LONDON (Reuters) - Citigroup Inc (C.N) and rivals in the commodity trade finance sector are facing headwinds of weak oil prices, sanctions on Russia and stiff competition, which have pressured fees.
The U.S. bank, which launched its business in the sector three years ago, has shifted attention from China, where fees are weak, to Africa and Latin America, said Kris van Broekhoven, global head of commodity trade finance.
“It’s still a tough environment,” he told Reuters.
“China is not an easy market. It’s very competitive and pricing is low. We want growth, but not at any cost.”
Citi started off with oil, added metals last year and plans to include agricultural commodities by the end of 2015.
The bulk of its business has come from financing deals with big trading houses and this is being expanded to include the next tier of mid-sized traders, Van Broekhoven said.
But the sharp drop in oil prices means that the value of business in the sector available for financing has tumbled.
“For the same number of barrels, for the same cargos that move from one place to another, the value is half of what it was before,” he added.
“That means that banks have to fight to get their credit lines utilized, which drives pricing down.”
At the same time, costs are rising due to a heavier burden of compliance and regulations.
In certain cases, Citi has refrained from certain business when the returns were not enough.
“When the costs are increasing, at a certain point it no longer makes sense to do something at the price the client is paying,” he said.
“I do believe the moment will come when banks will reprice a bit upwards. That’s one thing I would expect over the next 12 months.”
Citi, the third-biggest U.S. bank by assets, is pressing on with its expansion in commodity trade finance and is still growing its revenues in the sector every year despite the challenges, Van Broekhoven said.
According to a report in the Financial Times in 2012, Citi aimed to make more than $200 million in net income from the business within three years. Van Broekhoven declined to give specific revenue figures or to comment on the reported target.

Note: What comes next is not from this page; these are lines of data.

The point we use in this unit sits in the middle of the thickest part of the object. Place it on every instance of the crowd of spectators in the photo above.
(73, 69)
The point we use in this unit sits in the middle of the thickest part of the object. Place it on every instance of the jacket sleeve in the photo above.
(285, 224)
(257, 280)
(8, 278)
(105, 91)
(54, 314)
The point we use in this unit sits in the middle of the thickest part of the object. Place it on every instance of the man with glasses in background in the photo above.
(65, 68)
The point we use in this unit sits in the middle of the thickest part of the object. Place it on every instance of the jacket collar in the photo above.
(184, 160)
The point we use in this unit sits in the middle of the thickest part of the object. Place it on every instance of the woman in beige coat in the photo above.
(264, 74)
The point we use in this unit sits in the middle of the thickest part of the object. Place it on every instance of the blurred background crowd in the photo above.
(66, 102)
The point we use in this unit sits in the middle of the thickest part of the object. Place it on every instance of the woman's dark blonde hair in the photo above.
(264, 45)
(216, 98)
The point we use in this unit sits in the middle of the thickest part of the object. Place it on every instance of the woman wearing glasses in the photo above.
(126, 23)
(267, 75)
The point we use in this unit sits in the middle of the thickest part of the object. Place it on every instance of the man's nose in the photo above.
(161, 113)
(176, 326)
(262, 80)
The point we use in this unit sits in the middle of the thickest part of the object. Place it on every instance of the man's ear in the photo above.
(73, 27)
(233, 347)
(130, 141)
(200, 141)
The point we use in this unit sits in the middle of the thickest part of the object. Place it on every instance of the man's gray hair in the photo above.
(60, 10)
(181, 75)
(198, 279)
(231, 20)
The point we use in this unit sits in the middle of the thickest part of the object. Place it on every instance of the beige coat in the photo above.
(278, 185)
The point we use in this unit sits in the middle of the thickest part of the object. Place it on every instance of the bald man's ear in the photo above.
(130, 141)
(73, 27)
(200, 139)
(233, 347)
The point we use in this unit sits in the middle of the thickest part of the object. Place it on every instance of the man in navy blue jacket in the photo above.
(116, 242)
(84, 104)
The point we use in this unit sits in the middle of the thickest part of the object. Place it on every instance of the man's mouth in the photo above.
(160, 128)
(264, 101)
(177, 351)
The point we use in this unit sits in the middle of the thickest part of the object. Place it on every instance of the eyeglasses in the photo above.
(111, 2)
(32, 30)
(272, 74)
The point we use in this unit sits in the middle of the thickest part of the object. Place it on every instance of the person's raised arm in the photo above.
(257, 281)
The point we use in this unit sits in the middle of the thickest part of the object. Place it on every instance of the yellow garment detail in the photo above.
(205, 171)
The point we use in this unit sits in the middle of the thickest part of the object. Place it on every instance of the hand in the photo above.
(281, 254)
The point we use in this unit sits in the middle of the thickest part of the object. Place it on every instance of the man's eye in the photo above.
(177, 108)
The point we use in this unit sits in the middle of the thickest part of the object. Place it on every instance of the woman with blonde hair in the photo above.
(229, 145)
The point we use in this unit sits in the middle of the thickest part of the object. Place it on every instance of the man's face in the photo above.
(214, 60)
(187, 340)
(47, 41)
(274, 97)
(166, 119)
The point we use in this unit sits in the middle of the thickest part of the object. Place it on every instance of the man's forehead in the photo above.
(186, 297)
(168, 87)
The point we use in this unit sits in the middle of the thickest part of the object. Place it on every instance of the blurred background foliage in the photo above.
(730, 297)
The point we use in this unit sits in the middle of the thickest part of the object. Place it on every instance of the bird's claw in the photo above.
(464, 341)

Sanctions on Russia due to the Ukraine crisis have also had an impact on Citi’s business since it has been a big player in the region, Van Broekhoven said.
To help counter the challenges, the commodity trade finance business, which has a headcount of 14, plans to expand into Latin America this year. Citi plans to add staff in that region and is also recruiting someone to run agricultural trade finance globally, he said.